The co-existence of multiple rpoS genotypes and the co-existence of both rpoS+ and rpoS sub-populations are the likely sources of divergence in chemostat populations (Maharjan et al., 2006). More weakly beneficial mutations than those in Figure 1 have almost no chance of leading to fixation, and the slow turnover of sub-populations over several weeks of further adaptation in chemostats suggests that purging periodic events are not a feature of continually adapting bacteria. Beyond the first 50 generations under glucose limitation, the mutations with high selection coefficients are supplemented by numerous other mutations affecting multiple phenotypic characteristics such as regulation, metabolism, transport and outer membrane permeability (Maharjan et al., 2006). Because of space considerations, the diversifying effects of mutations with low selection coefficients will not be described here. Nevertheless, the incomplete fixation of mutations and the co-existence of mutations was a previously underestimated aspect of bacterial population change, but is also being observed in populations other than chemostat cultures (de Visser and Rozen, 2006). A possible basis of diversification is frequency-dependent selection (Friesen et al., 2004) and this is the explanation used to explain diversification in a more complex mixture of resources (Barrett and Bell, 2006). In our chemostat isolates, however, frequency-dependent selection was tested but does not explain the diversity in evolving chemostat populations (Maharjan et al., 2006, 2007).

Conclusions and prospects

The ‘benefit’ in beneficial mutations is a function of the interplay between genotype, environment and the physiology of a cell. In the case of rpoS mutations, the selectivity and speed of mutational spread is determined by the quantifiable trade-off costs in a particular environmental setting. The sensitivity of the benefit, the incomplete fixation of strongly beneficial mutations and the demonstrated divergence associated with weakly beneficial mutations are inconsistent with simple models of bacterial evolution. A simple black-box approach to bacterial properties in population models is no longer justifiable.

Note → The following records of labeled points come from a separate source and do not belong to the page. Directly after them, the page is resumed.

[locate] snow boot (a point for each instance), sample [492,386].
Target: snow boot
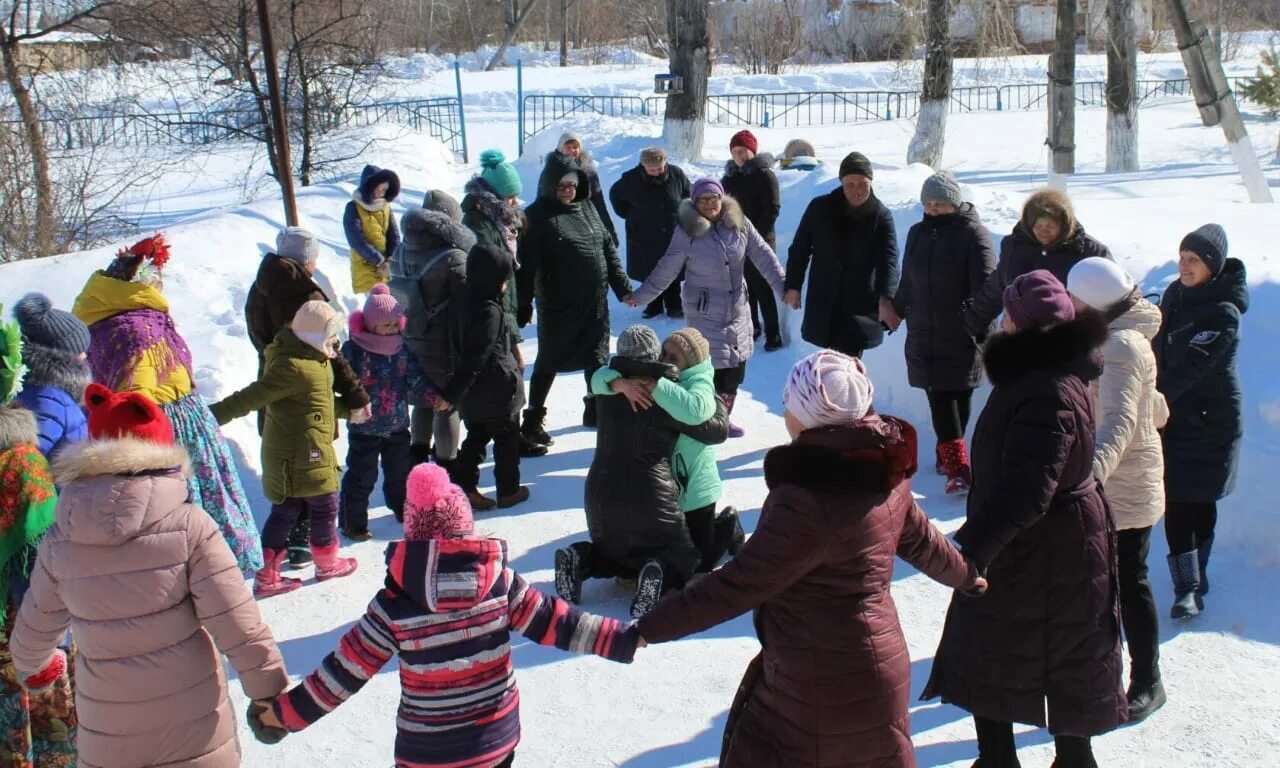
[329,565]
[648,589]
[268,581]
[1184,570]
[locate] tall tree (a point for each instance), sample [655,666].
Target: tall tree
[931,126]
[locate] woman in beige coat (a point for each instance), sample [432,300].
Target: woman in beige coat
[1128,458]
[152,595]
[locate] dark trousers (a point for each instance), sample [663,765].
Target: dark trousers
[323,511]
[504,434]
[361,476]
[1189,524]
[1138,607]
[950,412]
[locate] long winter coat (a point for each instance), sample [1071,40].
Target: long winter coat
[1047,631]
[850,257]
[1196,352]
[830,688]
[567,263]
[430,282]
[946,261]
[648,205]
[154,598]
[1129,461]
[713,256]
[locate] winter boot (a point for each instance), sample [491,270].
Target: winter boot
[648,589]
[535,426]
[329,565]
[1184,570]
[268,581]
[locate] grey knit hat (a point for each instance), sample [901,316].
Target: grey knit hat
[942,187]
[639,342]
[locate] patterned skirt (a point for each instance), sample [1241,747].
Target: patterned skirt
[214,481]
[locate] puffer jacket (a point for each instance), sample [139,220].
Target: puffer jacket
[154,598]
[1128,458]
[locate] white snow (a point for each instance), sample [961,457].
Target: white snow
[1221,671]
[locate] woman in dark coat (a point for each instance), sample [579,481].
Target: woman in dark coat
[830,688]
[1196,352]
[1048,629]
[947,259]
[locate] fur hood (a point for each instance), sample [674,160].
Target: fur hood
[1072,347]
[696,224]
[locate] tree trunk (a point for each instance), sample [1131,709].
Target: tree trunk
[1121,86]
[931,126]
[690,50]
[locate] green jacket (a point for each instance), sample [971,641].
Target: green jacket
[296,391]
[693,401]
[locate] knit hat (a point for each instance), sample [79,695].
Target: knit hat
[1100,283]
[693,347]
[827,389]
[942,187]
[499,174]
[126,415]
[1208,242]
[744,138]
[434,507]
[1038,300]
[382,307]
[44,325]
[856,164]
[639,342]
[297,245]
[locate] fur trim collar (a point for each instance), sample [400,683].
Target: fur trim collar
[124,456]
[1070,347]
[696,224]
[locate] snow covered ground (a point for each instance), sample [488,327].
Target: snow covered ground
[668,708]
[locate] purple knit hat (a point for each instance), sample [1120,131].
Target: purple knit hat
[1037,300]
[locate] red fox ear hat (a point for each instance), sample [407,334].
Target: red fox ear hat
[126,415]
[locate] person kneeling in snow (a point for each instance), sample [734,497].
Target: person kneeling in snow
[448,607]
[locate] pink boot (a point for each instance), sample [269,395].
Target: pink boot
[268,581]
[329,565]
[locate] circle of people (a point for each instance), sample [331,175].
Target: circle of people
[140,536]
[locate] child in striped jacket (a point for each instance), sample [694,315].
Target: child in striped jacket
[448,607]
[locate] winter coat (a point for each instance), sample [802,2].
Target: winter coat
[154,598]
[1196,350]
[854,264]
[830,688]
[755,187]
[648,205]
[714,293]
[448,609]
[568,261]
[1019,254]
[51,391]
[1128,458]
[296,389]
[430,279]
[946,261]
[1047,631]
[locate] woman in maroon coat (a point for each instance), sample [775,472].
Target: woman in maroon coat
[831,684]
[1048,630]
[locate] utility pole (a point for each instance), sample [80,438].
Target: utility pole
[279,119]
[1214,96]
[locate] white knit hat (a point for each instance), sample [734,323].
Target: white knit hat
[827,389]
[1100,283]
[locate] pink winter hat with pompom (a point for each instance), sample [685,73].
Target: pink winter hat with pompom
[434,507]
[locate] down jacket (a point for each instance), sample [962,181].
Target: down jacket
[1128,458]
[154,598]
[831,685]
[713,256]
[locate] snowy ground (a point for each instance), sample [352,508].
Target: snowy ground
[668,708]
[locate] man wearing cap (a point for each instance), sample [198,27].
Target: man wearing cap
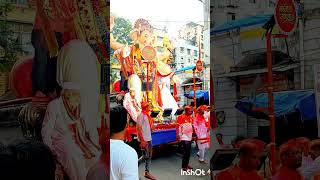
[250,154]
[65,132]
[201,132]
[290,156]
[307,165]
[144,128]
[185,134]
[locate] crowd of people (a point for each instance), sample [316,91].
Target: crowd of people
[296,159]
[189,128]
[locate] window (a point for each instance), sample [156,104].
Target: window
[231,16]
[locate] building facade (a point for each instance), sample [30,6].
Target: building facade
[239,59]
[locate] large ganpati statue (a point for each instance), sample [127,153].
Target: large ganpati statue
[153,68]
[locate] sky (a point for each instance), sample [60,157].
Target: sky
[171,13]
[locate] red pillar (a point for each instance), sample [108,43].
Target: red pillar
[194,91]
[271,102]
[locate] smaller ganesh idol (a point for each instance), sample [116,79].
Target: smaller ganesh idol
[132,99]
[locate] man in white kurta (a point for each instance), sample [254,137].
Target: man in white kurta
[67,136]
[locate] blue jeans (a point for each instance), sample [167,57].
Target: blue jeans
[147,155]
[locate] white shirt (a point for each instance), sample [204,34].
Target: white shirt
[123,161]
[143,121]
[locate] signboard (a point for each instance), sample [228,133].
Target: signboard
[199,65]
[286,16]
[316,68]
[148,53]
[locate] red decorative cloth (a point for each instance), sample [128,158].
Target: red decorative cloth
[20,78]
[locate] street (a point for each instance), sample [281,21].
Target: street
[166,165]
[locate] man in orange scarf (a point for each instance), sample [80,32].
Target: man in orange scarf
[202,133]
[144,129]
[185,134]
[290,156]
[250,154]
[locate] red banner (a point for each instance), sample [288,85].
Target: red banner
[286,15]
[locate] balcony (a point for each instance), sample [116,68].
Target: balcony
[232,3]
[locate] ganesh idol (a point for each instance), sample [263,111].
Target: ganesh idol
[153,68]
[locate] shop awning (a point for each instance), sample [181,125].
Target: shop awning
[241,23]
[285,102]
[281,68]
[199,94]
[185,69]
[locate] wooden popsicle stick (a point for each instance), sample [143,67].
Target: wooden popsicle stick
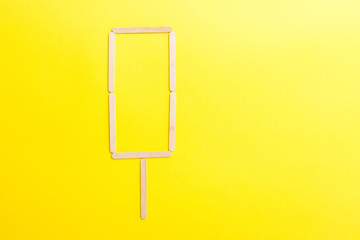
[112,117]
[172,61]
[127,155]
[141,29]
[172,121]
[111,73]
[143,207]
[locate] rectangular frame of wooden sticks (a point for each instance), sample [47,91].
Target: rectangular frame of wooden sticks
[111,88]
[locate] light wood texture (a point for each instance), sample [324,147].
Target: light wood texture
[128,155]
[112,119]
[172,61]
[141,29]
[111,73]
[172,121]
[143,207]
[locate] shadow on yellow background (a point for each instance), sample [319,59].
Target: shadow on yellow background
[267,134]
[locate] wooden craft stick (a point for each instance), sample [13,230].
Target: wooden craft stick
[143,207]
[127,155]
[172,121]
[141,29]
[172,61]
[112,117]
[111,73]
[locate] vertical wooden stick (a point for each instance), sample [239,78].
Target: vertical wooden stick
[172,61]
[111,62]
[112,118]
[143,207]
[172,121]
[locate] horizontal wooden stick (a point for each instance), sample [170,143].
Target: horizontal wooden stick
[141,29]
[127,155]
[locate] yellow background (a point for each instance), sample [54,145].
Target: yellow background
[268,120]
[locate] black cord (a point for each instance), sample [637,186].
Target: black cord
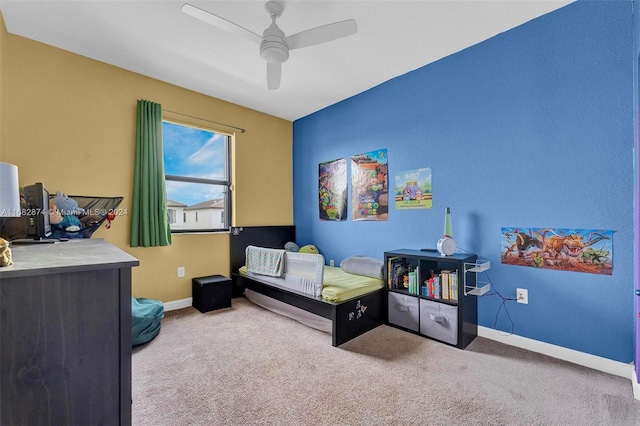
[502,304]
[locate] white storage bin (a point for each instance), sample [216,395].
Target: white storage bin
[439,321]
[403,311]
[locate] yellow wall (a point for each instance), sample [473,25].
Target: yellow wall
[69,122]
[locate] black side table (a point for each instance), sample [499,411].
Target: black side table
[211,293]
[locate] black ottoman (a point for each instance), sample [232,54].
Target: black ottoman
[211,293]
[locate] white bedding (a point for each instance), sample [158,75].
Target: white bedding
[305,317]
[303,273]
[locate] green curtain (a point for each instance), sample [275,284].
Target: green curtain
[149,219]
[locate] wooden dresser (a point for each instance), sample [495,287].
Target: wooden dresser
[65,334]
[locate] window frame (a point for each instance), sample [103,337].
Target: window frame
[226,184]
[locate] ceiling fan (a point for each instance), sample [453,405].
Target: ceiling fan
[274,45]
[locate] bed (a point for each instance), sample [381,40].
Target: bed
[320,303]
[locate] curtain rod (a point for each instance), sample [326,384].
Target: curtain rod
[209,121]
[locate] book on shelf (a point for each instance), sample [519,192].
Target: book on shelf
[445,277]
[390,266]
[453,294]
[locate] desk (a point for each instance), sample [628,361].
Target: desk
[65,334]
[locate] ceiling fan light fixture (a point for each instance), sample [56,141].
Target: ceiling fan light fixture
[274,51]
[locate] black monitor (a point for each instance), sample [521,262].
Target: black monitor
[36,199]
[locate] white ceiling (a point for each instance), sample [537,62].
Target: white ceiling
[156,39]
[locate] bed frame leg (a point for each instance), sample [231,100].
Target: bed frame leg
[356,317]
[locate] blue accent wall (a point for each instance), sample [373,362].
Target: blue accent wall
[531,128]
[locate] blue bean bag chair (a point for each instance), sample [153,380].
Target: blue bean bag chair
[146,315]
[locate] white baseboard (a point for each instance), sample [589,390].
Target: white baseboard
[178,304]
[595,362]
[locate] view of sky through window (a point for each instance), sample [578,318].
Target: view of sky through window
[193,152]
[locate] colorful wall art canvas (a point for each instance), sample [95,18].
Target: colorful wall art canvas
[577,250]
[369,186]
[332,190]
[413,189]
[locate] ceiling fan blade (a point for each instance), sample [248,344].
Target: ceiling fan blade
[219,22]
[273,75]
[322,34]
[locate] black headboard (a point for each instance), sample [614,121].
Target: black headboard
[263,236]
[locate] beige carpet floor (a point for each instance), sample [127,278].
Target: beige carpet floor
[247,366]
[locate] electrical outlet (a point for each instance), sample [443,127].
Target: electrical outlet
[522,295]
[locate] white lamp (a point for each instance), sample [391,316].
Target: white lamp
[447,245]
[9,191]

Up to now, the rpoS sweep represents one of the few beneficial mutations that have been amenable to detailed analysis. In the future, the identification and investigation of beneficial mutations will be easier and facilitated by the application of genomics. In the past few months, microbial genomes of lab-evolved organisms have been sequenced and mutations identified (Herring et al., 2006; Velicer et al., 2006). The complete cataloguing of all the mutations removes the earlier restrictions of trying to guess what beneficial mutations arise as well as the constraint of our incomplete understanding of organisms.